This page was generated from source/notebooks/L7/advanced-plotting.ipynb.
Binder badge
Binder badge CSC badge

More advanced plotting with Matplotlib

At this point you should know the basics of making plots with Matplotlib module. Now we will expand on our basic plotting skills to learn how to create more advanced plots. In this part, we will show how to visualize data using Matplotlib and create plots such as the one below.

Subplot example in Matplotlib

The dataset

For this lesson we will use hourly weather data from Helsinki.

The first rows of the data looks like:

029750 99999 201201010050 280   3 ***  89 BKN * * *  7.0 ** ** ** ** ** ** ** ** *   28   25 ****** 29.74 ****** *** *** ***** ***** ***** ***** **
029750 99999 201201010150 310   3 ***  89 OVC * * *  7.0 ** ** ** ** ** ** ** ** *   27   25 ****** 29.77 ****** *** *** ***** ***** ***** ***** **
029750 99999 201201010250 280   1 *** *** *** * * *  6.2 ** ** ** ** ** ** ** ** *   25   21 ****** 29.77 ****** *** *** ***** ***** ***** ***** **
029750 99999 201201010350 200   1 *** *** *** * * *  6.2 ** ** ** ** ** ** ** ** *   21   21 ****** 29.80 ****** *** *** ***** ***** ***** ***** **

Getting started

Let’s start again by importing the pyplot submodule of Matplotlib.

import matplotlib.pyplot as plt

Loading the data using NumPy

As always, let’s first import NumPy.

import numpy as np

We can now load our data using a similar approach to that used in the previous lessons.

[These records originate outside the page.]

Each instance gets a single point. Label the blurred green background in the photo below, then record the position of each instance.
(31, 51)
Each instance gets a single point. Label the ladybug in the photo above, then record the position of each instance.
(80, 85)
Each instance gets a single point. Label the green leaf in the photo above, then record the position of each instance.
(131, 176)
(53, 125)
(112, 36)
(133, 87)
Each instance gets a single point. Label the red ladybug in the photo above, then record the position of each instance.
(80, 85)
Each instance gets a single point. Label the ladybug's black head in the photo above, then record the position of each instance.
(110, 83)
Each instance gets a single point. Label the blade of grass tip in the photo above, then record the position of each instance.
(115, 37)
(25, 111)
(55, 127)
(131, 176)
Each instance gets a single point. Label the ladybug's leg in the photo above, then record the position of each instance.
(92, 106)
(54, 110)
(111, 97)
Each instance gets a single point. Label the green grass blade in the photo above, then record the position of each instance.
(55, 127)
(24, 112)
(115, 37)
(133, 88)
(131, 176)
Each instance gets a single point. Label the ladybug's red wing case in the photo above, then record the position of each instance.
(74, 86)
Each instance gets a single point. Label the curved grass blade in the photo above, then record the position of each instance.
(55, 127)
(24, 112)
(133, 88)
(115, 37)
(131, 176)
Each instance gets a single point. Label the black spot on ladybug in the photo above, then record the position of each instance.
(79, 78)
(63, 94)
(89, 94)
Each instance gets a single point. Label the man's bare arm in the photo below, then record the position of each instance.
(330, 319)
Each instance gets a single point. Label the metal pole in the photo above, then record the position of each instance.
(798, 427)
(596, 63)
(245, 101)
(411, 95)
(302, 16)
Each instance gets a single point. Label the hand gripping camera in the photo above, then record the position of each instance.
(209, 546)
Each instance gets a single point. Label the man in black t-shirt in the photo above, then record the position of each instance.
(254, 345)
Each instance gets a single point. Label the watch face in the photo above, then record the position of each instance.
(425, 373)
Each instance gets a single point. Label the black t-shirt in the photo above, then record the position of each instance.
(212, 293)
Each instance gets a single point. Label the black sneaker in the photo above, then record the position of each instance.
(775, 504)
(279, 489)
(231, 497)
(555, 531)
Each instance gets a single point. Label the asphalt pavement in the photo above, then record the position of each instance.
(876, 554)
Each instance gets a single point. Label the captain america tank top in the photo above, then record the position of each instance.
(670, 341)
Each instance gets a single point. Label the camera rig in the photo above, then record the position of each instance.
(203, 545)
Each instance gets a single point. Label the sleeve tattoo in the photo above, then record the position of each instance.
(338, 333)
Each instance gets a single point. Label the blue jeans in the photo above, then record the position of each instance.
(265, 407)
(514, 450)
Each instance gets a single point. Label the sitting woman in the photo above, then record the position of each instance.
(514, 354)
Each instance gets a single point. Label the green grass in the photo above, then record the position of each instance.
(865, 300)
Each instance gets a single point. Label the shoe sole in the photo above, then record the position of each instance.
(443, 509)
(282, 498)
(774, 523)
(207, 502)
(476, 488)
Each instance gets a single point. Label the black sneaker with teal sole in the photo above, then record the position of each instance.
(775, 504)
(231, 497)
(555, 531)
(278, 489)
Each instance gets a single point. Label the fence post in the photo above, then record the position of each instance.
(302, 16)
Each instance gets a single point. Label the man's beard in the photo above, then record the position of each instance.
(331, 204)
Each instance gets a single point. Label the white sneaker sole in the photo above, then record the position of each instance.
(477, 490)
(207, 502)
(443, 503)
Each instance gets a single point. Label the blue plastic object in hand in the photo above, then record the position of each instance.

Note that in this case, we only want the YR--MODAHRMN and TEMP columns.

fp = 'data/1924927457196dat.txt'
data = np.genfromtxt(fp, skip_header=1, usecols=(2, 21))

With our data loaded, we can again split the data into separate column arrays.

date = data[:,0]
temp = data[:,1]

We can also go ahead and convert date to integer values.

date = date.astype(int)

Loading the data using Pandas

As always, let’s first import Pandas.

import pandas as pd

We can now load our data using a similar approach to that used in the previous lessons.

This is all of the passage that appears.